Human Umbilical Cord Mesenchymal Stem Cells Attenuate Ocular Hypertension-Induced Retinal Neuroinflammation via Toll-Like Receptor 4 Pathway

Abstract EN

Glaucoma is characterized by progressive, irreversible damage to the retinal ganglion cells (RGCs) and their axons.

Our previous study has shown that the intravitreal transplantation of human umbilical cord mesenchymal stem cells (hUC-MSCs) reveals a neuroprotective role in microsphere injection-induced ocular hypertension (OHT) rat models.

The protection is related to the modulation of glial cells, but the mechanisms are still unknown.

The purpose of the present study is to clarify the potential neuroinflammatory mechanisms involved in the neuroprotective role of hUC-MSCs.

OHT models were established with SD rats through intracameral injection of polystyrene microbeads.

The animals were randomly divided into three groups: the normal group, the OHT+phosphate-buffered saline (PBS) group, and the OHT+hUC-MSC group.

Retinal morphology was evaluated by measuring the inner retinal thickness via optical coherence tomography (OCT).

Retinal cell apoptosis was examined by TUNEL staining and Bax expression 14 days following hUC-MSC transplantation.

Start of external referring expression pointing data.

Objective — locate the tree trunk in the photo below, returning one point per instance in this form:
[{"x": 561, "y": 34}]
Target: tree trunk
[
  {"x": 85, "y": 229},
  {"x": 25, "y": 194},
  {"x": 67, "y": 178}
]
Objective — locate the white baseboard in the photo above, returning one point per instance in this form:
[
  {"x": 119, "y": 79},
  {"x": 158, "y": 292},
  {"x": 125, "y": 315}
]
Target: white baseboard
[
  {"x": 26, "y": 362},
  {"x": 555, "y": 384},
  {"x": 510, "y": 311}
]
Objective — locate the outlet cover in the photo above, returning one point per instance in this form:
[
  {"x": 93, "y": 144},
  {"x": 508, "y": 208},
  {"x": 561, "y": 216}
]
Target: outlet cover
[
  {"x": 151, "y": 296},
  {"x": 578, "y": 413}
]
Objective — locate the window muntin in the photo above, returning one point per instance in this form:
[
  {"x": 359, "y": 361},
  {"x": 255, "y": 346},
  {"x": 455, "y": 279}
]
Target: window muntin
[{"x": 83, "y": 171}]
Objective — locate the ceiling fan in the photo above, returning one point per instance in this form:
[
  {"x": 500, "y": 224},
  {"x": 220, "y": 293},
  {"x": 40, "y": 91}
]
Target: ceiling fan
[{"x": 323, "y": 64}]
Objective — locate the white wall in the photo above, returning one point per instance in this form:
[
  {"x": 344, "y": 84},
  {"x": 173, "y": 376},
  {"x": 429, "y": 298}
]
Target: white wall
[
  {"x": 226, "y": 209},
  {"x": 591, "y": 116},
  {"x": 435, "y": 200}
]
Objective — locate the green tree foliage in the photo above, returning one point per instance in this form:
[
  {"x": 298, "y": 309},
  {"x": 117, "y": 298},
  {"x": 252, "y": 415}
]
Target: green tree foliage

The expression levels of glial fibrillary acidic protein (GFAP), ionized calcium binding adapter molecule 1 (iba-1), and toll-like receptor 4 (TLR4) were assessed via immunohistochemistry, real-time quantitative PCR, and Western blot.

RNA and proteins were extracted 14 days following transplantation, and the expression levels of the TLR4 signaling pathways and proinflammatory cytokines—myeloid differentiation factor 88 (MyD88), IL-1β, IL-6, and TNF-α—were determined.

OCT showed that the intravitreal transplantation of hUC-MSCs significantly increased the inner thickness of the retina.

A TUNEL assay and the expression of Bax suggested that the apoptosis of retinal cells was decreased by hUC-MSCs 14 days following transplantation.

Intravitreal hUC-MSC transplantation resulted in a decreased expression of GFAP, iba-1, TLR4, MyD88, IL-1β, IL-6, and TNF-α 14 days following transplantation.

In addition, via in vitro experiments, we found that the increased expression of the TLR4 signaling pathway induced by lipopolysaccharide (LPS) was markedly decreased after hUC-MSCs were cocultured with rMC-1 and BV2 cells.

These findings indicate that hUC-MSC transplantation attenuates OHT-induced retinal neuroinflammation via the TLR4 pathway.